This almost went over my head. Mostly because of the day, and what I was doing.
I’d say that needs an explanation…
Last Sunday, like every Sunday, was the shopping trip. I was in Walmart, looking at a few things. One of the things I like to do in stores is read books (is anyone surprised?) It’s kinda like a free sample of something in a paper cup that stores give you to encourage you to buy after you eat or drink a little of whatever it is.
So here I was, reading along in City of Ashes (I think). Inside the story, everyone’s busy figuring out who did what, and visited the boat (readers will know about where I was).
All of a sudden, a little voice behind me said,
Sounded really small, too. I wasn’t sure how small, because my back was turned.
But I said “Hi” back.
And then I laughed. And then a woman laughed. I turned around to see a blond-haired boy in the cart (where kids normally sit if they’re small). I don’t think he would have reached too far above my knee, if he would’ve been standing up.

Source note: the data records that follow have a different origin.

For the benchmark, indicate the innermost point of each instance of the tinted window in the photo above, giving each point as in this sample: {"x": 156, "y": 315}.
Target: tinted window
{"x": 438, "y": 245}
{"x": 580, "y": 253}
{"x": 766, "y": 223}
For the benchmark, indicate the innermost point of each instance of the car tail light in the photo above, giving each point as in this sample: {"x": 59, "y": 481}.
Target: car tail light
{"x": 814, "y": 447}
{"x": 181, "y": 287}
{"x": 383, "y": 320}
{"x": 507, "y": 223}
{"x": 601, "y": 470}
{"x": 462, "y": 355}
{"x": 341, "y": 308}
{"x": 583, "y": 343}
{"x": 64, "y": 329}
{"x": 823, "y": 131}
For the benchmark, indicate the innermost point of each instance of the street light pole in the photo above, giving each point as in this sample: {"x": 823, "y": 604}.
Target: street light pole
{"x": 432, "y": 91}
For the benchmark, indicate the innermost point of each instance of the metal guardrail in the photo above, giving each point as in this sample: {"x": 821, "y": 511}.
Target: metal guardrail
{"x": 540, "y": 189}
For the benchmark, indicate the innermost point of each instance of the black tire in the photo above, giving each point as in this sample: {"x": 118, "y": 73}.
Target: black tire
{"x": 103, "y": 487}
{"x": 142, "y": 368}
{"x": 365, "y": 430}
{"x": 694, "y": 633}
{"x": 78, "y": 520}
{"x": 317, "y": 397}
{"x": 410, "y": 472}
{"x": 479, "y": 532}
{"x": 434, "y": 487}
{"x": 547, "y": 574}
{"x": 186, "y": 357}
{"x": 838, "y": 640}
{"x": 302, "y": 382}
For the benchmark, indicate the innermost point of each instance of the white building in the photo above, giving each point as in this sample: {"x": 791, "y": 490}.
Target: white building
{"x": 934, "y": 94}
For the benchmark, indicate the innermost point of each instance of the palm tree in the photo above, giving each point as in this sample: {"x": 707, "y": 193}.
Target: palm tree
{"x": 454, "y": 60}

After that, he was reaching for books, or whatever, and I went back to my own reading.
And almost lost out.
Well, I didn’t really think much of it. Some kid said hi to me in a store. What’s the big deal?
There’s a lot for writers and others to mine in here. Good stuff for business, life, and a few other things, most likely.
This boy had tremendous guts. He didn’t have to say anything to me, but he wanted to be nice. Or thought I was interesting, or what-have-ya. But I was still a stranger to him. Point being, a lot of people are afraid of a lot of things by the time they grow up. This kid didn’t have any of that. And I hope he never learns any of that fear stuff–some of which I’m still unlearning. Some fears are justified (like playing out in traffic), and some are not.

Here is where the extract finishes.